Dans la foulée, la ministre de la fonction publique a publié une circulaire du 29 octobre 2020 (NOR : TFPF2029593C) relative à la continuité du service public dans les administrations et les établissements publics de l’Etat dans le contexte de dégradation de la situation sanitaire (un document de la DGCL reprenant ces consignes est attendu pour la fonction publique territoriale). La circulaire précise que les services publics doivent être organisés afin qu’ils soient en capacité de continuer à remplir leurs missions au service des Français en mettant en œuvre à  compter de vendredi 30 octobre, le télétravail.

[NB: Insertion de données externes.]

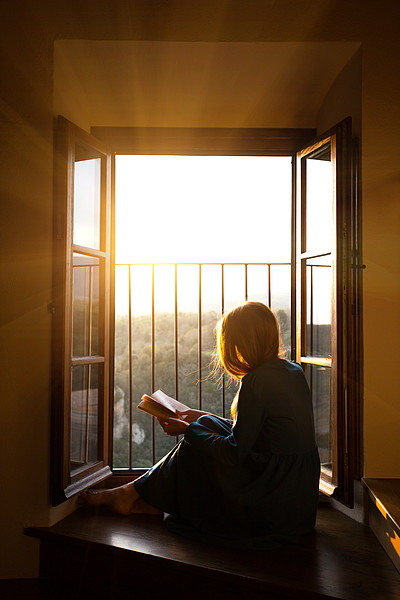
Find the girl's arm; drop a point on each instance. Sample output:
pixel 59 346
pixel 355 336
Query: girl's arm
pixel 233 449
pixel 178 426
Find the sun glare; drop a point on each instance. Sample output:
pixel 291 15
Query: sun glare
pixel 202 209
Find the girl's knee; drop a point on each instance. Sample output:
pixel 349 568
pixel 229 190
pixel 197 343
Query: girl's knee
pixel 215 424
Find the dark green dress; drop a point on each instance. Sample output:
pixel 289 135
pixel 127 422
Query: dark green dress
pixel 252 483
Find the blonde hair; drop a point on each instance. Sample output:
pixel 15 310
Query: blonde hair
pixel 247 336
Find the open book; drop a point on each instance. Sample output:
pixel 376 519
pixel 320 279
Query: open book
pixel 161 406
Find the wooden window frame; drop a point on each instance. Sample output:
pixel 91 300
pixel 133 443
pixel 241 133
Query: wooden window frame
pixel 66 483
pixel 204 141
pixel 346 330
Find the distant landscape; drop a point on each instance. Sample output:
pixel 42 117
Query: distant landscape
pixel 189 376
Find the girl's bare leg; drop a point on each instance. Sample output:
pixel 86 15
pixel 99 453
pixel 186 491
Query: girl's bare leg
pixel 123 500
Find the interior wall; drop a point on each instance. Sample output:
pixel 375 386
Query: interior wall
pixel 26 122
pixel 343 98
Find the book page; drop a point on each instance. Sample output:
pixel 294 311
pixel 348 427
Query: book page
pixel 168 402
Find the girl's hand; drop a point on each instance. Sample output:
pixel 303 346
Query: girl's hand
pixel 173 427
pixel 191 415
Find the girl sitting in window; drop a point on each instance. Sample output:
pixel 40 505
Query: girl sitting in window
pixel 251 481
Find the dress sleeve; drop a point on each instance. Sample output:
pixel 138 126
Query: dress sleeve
pixel 234 448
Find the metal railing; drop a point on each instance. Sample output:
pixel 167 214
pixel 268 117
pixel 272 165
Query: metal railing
pixel 214 288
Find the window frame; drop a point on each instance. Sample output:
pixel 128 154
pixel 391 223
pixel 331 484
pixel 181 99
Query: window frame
pixel 64 483
pixel 209 141
pixel 346 330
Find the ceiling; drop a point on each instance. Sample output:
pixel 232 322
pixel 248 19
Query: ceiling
pixel 195 84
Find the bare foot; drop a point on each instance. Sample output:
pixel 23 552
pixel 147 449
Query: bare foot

Les agents dont les fonctions peuvent être exercées totalement ou principalement à distance doivent impérativement être placés en télétravail cinq jours par semaine. Pour les agents dont les fonctions ne peuvent être qu’accessoirement exercées à distance, l’organisation du service doit permettre de réduire au maximum le temps de présence pour l’exécution des tâches qui ne peuvent être réalisées en télétravail. Il revient en conséquence aux chefs de service de définir des organisations de travail tenant pleinement compte de ces mesures tout en veillant à la continuité des activités et des missions de service public. Dans ce contexte, il est essentiel qu’ils prêtent une attention particulière aux conditions matérielles d’exercice et à l’accompagnement des agents placés en situation de télétravail. Ils doivent veiller au maintien des liens au sein du collectif de travail et à la prévention des risques liés à l’isolement.

La généralisation obligatoire du télétravail a pour objectif de participer à la démarche de prévention du risque d’infection au virus en limitant l’affluence dans les transports en commun et la présence dans les bureaux et espaces partagés.

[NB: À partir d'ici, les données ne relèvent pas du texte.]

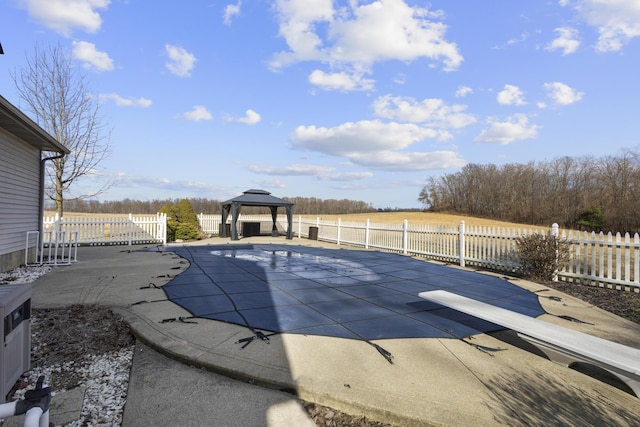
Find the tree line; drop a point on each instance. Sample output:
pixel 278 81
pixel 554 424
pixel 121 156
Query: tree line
pixel 565 190
pixel 302 206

Toutefois l’extension possible du télétravail jusqu’à cinq jours par semaine semble difficilement compatible avec un maintien du niveau de service public de proximité que les employeurs territoriaux doivent continuer à délivrer, surtout que l’ouverture au public des services est maintenue. Par ailleurs,  les conditions de fonctionnement des administrations doivent être aménagées pour protéger la santé des agents et des usagers tout en assurant une continuité d’activité, ce qui ne s’avère pas toujours simple dans le contexte sanitaire actuel.

Ainsi, le choix est souvent fait par les employeurs d’opérer une présence minimum avec alternance dans les bureaux (avec dotation en équipements de protection). Pour ce faire, une latitude de décision est  laissé à l’encadrement pour appliquer au mieux les règles nationales actées. Certains employeurs « osant »  même affecter les agents qui sont dans une situation de fermeture de service ou d’une baisse considérable d’activité sur d’autres missions que celles qui leur sont imparties en période de travail de droit commun.